Prompted in part by a city consultant’s proposal to redevelop part of downtown, the Boone Liberty Coalition has begun a petition drive to force the Columbia City Council to consider changing its eminent domain ordinance. If the council doesn’t act, the proposed ordinance would go to a public vote.
The change would prohibit the city from taking land for private developments. It also would further define "public use," the legal principle under which the city can now condemn private property for projects such as street or sewer improvements.
Glenn Nielsen, a spokesman for the Boone Liberty Coalition, said his group launched its effort today in response to a plan from Sasaki Associates that would create a downtown "garden district" and extend Elm Street east to College Avenue.

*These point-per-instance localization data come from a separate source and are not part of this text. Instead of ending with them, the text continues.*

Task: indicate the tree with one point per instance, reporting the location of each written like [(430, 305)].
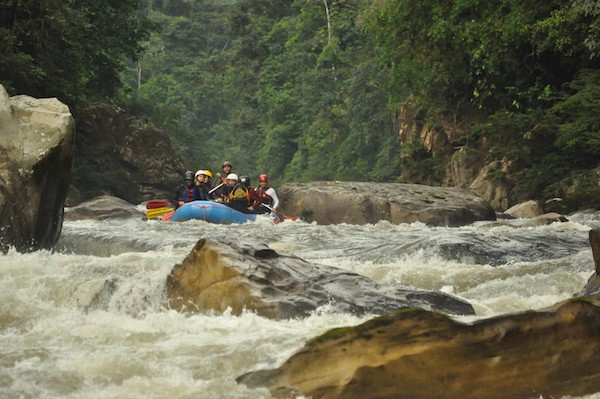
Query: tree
[(72, 50)]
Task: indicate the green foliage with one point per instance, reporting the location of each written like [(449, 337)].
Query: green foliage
[(71, 50)]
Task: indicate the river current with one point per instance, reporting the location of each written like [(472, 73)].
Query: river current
[(63, 334)]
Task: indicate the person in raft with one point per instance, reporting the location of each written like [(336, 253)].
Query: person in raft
[(238, 197), (264, 194), (187, 191), (202, 185), (223, 191)]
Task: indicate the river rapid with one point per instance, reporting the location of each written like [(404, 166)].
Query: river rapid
[(89, 320)]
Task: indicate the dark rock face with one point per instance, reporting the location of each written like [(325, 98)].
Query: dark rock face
[(36, 159), (216, 276), (362, 203), (102, 208), (122, 156), (418, 354)]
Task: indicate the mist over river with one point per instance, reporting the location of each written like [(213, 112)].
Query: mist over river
[(64, 334)]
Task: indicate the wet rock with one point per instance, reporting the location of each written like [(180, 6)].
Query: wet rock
[(102, 208), (528, 209), (593, 284), (362, 203), (217, 276), (419, 354), (122, 156), (36, 159)]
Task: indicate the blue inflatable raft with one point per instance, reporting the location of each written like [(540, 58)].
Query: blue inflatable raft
[(212, 212)]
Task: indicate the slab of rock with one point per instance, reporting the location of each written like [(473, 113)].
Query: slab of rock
[(528, 209), (362, 203), (217, 276), (102, 208), (419, 354), (36, 160), (123, 156)]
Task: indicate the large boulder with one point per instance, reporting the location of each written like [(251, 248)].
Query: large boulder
[(217, 276), (419, 354), (527, 209), (36, 159), (122, 156), (361, 203), (102, 208)]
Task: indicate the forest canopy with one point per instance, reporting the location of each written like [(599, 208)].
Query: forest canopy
[(316, 89)]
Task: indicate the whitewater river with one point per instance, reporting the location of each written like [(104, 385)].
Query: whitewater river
[(62, 336)]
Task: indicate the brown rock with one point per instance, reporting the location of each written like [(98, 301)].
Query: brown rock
[(490, 185), (123, 156), (417, 354), (102, 208), (362, 203), (217, 276), (36, 159), (528, 209)]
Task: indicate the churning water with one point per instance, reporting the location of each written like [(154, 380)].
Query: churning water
[(63, 334)]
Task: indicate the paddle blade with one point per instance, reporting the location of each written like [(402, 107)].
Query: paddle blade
[(154, 204), (168, 216), (157, 212)]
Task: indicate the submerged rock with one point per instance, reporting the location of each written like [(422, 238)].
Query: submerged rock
[(362, 203), (217, 276), (102, 208), (419, 354)]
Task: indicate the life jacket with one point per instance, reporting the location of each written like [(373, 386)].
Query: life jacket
[(234, 195), (187, 194), (239, 197), (263, 197)]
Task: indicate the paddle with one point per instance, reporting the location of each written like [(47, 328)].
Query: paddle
[(153, 204), (168, 216), (214, 188), (156, 212), (279, 214)]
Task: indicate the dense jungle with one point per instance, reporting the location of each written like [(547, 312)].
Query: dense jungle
[(433, 92)]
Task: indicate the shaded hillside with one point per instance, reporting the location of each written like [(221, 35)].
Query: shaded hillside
[(121, 155)]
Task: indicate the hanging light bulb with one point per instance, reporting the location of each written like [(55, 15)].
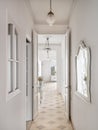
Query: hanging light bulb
[(50, 16)]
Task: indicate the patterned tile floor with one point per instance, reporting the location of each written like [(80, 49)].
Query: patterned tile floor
[(51, 112)]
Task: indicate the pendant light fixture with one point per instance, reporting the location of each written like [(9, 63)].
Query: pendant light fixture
[(50, 15)]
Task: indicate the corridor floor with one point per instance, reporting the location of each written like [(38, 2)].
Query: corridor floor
[(51, 114)]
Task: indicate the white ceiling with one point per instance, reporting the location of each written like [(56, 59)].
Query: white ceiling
[(61, 9), (53, 39)]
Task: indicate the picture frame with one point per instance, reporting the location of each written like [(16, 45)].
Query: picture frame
[(83, 72)]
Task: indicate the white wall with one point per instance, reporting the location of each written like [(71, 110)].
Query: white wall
[(63, 67), (84, 26), (12, 112)]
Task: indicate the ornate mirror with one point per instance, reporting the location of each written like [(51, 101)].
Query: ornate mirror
[(82, 60)]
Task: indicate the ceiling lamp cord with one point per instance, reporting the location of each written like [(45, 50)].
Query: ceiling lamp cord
[(50, 15)]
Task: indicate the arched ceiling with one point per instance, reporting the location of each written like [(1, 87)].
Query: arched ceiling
[(61, 9)]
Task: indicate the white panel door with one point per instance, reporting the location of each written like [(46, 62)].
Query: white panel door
[(35, 75), (28, 82), (67, 76)]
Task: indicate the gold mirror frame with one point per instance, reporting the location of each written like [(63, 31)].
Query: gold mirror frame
[(83, 72)]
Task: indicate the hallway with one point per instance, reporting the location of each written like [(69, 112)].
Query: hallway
[(51, 114)]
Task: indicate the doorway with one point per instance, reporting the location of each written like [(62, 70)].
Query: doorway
[(60, 44), (29, 100)]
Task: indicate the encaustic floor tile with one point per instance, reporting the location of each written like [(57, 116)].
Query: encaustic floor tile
[(51, 113)]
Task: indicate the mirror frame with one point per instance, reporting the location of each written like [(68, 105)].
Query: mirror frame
[(87, 78)]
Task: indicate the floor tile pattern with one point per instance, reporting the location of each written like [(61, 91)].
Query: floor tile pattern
[(51, 112)]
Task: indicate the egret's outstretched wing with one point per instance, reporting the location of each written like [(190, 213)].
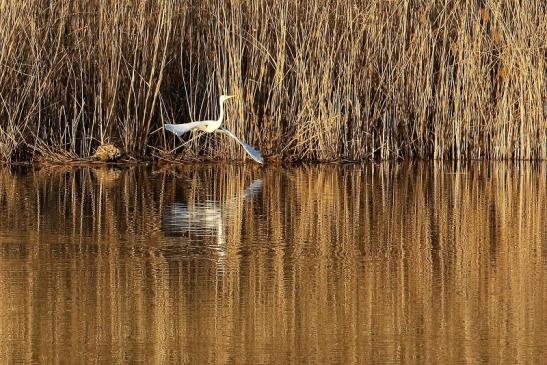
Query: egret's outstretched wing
[(180, 129), (248, 148)]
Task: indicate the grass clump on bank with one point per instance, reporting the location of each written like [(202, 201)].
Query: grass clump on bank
[(317, 80)]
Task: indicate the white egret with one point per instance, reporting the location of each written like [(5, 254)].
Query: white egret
[(211, 126)]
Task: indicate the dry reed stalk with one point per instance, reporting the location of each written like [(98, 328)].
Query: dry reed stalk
[(318, 80)]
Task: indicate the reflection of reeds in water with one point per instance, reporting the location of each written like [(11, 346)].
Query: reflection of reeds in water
[(387, 262)]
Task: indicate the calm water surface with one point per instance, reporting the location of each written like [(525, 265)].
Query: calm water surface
[(388, 263)]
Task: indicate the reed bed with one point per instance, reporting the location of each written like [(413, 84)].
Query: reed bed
[(319, 80)]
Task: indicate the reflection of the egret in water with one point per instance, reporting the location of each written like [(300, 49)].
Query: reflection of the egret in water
[(201, 224)]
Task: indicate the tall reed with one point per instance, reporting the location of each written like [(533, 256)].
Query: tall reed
[(317, 80)]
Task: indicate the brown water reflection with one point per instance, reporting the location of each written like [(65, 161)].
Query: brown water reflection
[(413, 263)]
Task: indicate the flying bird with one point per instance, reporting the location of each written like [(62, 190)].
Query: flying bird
[(211, 126)]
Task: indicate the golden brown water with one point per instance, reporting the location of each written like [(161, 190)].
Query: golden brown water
[(413, 263)]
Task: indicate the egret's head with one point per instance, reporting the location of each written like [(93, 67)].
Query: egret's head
[(223, 98)]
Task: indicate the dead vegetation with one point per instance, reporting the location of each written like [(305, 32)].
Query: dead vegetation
[(318, 80)]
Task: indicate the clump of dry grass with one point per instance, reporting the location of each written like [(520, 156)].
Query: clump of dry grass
[(317, 80)]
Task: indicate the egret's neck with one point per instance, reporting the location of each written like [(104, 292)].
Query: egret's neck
[(221, 116)]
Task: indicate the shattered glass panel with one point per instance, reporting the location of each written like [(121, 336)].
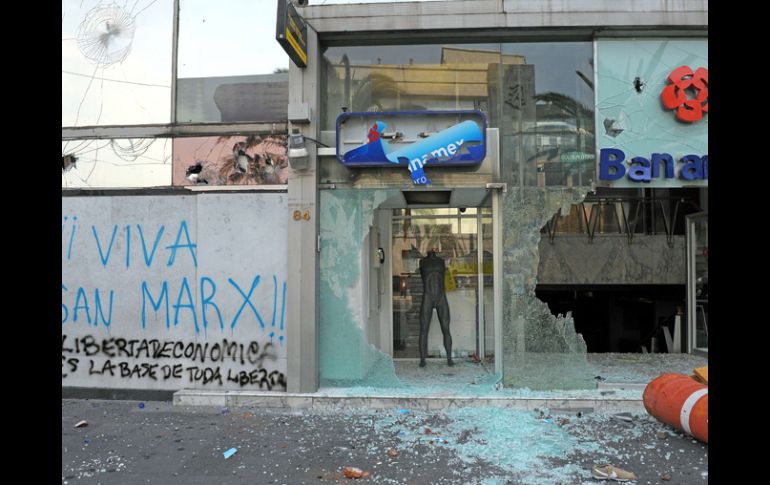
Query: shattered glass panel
[(231, 160), (116, 62), (221, 77), (541, 351), (631, 76), (346, 358), (116, 163)]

The city has no immediate plans to implement any of Sasaki’s suggestions, but Nielsen said changes to the city law are necessary before final decisions on the plan, which could affect landowners east of Elm, are final. "The Boone Liberty Coalition has always been interested in the eminent domain issue," he said. "When we saw the potential to use eminent domain for a redevelopment downtown, we saw that as an opportunity to get involved."
Missouri lawmakers last year passed a measure that beefed up state condemnation laws to prohibit cities from taking property solely for economic development. Columbia leaders say they are bound by those changes regardless of whether the municipal law is changed. However, that doesn’t mean the city will not use eminent domain to secure land for projects included in the Sasaki plan.
City Manager Bill Watkins said the term "economic development" often can be vague. For example, he said, road projects such as the construction of an interchange at Gans Road and Highway 63 in southeast Columbia will lead to economic benefits for at least one private company in the area.
Watkins said it is the city’s policy to try to negotiate with property owners before condemnation is used to secure land for such projects.
"As with all of our projects, eminent domain is an absolute last resort," he said.
The Boone Liberty Coalition has proposed changes to the city law that would limit the use of condemnation to securing private land for utilities, acquiring abandoned property or ridding areas of "public nuisances," among other things.
Nielsen said the state law did not go far enough to protect the rights of private landowners because it does not specifically prohibit cities from turning properties over to private developers.
Dale Whitman, a University of Missouri-Columbia law professor who specializes in property law, said a move to restrict the ordinance could handcuff cities that need to complete projects such as road improvements and redevelopment plans. Cities can only turn condemned property over to private developers if they are able to prove economic development was not the only reason for the use of eminent domain, he said.
"If you take economic development literally, almost every project the city does has some impact on economic development," he said.